SAME: Stabilized Mixture-of-Experts for Multimodal Continual Instruction Tuning
Zhen-Hao Xie, Jun-Tao Tang, Yu-Cheng Shi, Han-Jia Ye, De-Chuan Zhan, Da-Wei Zhou
TL;DR
This work tackles continual multimodal instruction tuning (MCIT) with mixture-of-experts by identifying two forgetting mechanisms: router drift and expert drift. It introduces StAbilized Mixture-of-Experts (SAME), combining spectral-aware routing to confine updates to task-relevant subspaces, curvature-aware scaling to precondition updates against historical input geometry, and adaptive expert activation to freeze underutilized or historically important experts during a task.

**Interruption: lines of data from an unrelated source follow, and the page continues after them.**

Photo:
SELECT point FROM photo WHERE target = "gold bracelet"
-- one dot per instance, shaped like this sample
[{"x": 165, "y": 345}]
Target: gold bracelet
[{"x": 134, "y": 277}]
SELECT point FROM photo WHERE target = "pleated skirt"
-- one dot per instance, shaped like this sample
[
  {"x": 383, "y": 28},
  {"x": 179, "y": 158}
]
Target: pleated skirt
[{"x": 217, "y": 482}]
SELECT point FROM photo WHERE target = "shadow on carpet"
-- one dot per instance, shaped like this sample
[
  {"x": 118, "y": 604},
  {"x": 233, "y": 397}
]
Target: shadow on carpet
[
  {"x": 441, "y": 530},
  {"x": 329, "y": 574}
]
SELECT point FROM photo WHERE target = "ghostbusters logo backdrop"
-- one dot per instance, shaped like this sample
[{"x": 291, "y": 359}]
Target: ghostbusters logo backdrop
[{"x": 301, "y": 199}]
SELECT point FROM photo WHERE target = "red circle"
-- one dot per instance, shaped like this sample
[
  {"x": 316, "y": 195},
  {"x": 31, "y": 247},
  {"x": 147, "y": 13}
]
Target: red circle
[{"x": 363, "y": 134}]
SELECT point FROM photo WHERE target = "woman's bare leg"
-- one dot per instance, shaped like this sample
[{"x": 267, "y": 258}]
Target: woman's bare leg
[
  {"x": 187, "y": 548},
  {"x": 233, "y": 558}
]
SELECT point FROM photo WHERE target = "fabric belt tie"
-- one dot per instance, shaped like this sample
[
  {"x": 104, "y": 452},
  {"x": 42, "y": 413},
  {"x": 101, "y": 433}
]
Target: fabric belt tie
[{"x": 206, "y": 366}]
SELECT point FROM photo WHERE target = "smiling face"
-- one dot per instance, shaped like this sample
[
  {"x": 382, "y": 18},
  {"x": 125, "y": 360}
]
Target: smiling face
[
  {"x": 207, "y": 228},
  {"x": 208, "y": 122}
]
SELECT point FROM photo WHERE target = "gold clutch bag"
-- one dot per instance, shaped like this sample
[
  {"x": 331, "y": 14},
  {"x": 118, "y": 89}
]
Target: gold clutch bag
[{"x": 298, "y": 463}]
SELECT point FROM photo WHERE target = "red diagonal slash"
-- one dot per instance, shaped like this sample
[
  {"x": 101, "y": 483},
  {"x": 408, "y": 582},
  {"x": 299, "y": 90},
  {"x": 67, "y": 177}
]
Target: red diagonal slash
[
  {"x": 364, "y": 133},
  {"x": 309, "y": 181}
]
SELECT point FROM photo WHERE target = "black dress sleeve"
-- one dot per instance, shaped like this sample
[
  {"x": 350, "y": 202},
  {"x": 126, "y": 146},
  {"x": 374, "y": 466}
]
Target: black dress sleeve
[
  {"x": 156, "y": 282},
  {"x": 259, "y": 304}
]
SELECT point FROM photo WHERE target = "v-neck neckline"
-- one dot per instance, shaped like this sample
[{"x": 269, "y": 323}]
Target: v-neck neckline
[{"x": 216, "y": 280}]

These components jointly stabilize expert routing, preserve prior task functionality, and reduce cross-task interference without rehearsal. Empirical results on the CoIN benchmark show SAME achieving state-of-the-art final performance with notable improvements in long-horizon stability and training efficiency, validating its effectiveness in practical MCIT deployments. The approach offers a principled, scalable framework for preserving knowledge across sequential vision-language tasks while maintaining adaptability to new instructions.
Abstract
Multimodal Large Language Models (MLLMs) achieve strong performance through instruction tuning, but real-world deployment requires them to continually expand their capabilities, making Multimodal Continual Instruction Tuning (MCIT) essential. Recent methods leverage sparse expert routing to promote task specialization, but we find that the expert routing process suffers from drift as the data distribution evolves. For example, a grounding query that previously activated localization experts may instead be routed to irrelevant experts after learning OCR tasks. Meanwhile, the grounding-related experts can be overwritten by new tasks and lose their original functionality. Such failure reflects two problems: router drift, where expert selection becomes inconsistent over time, and expert drift, where shared experts are overwritten across tasks. Therefore, we propose StAbilized Mixture-of-Experts (SAME) for MCIT. To address router drift, SAME stabilizes expert selection by decomposing routing dynamics into orthogonal subspaces and updating only task-relevant directions. To mitigate expert drift, we regulate expert updates via curvature-aware scaling using historical input covariance in a rehearsal-free manner. SAME also introduces adaptive expert activation to freeze selected experts during training, reducing redundant computation and cross-task interference. Extensive experiments demonstrate its SOTA performance.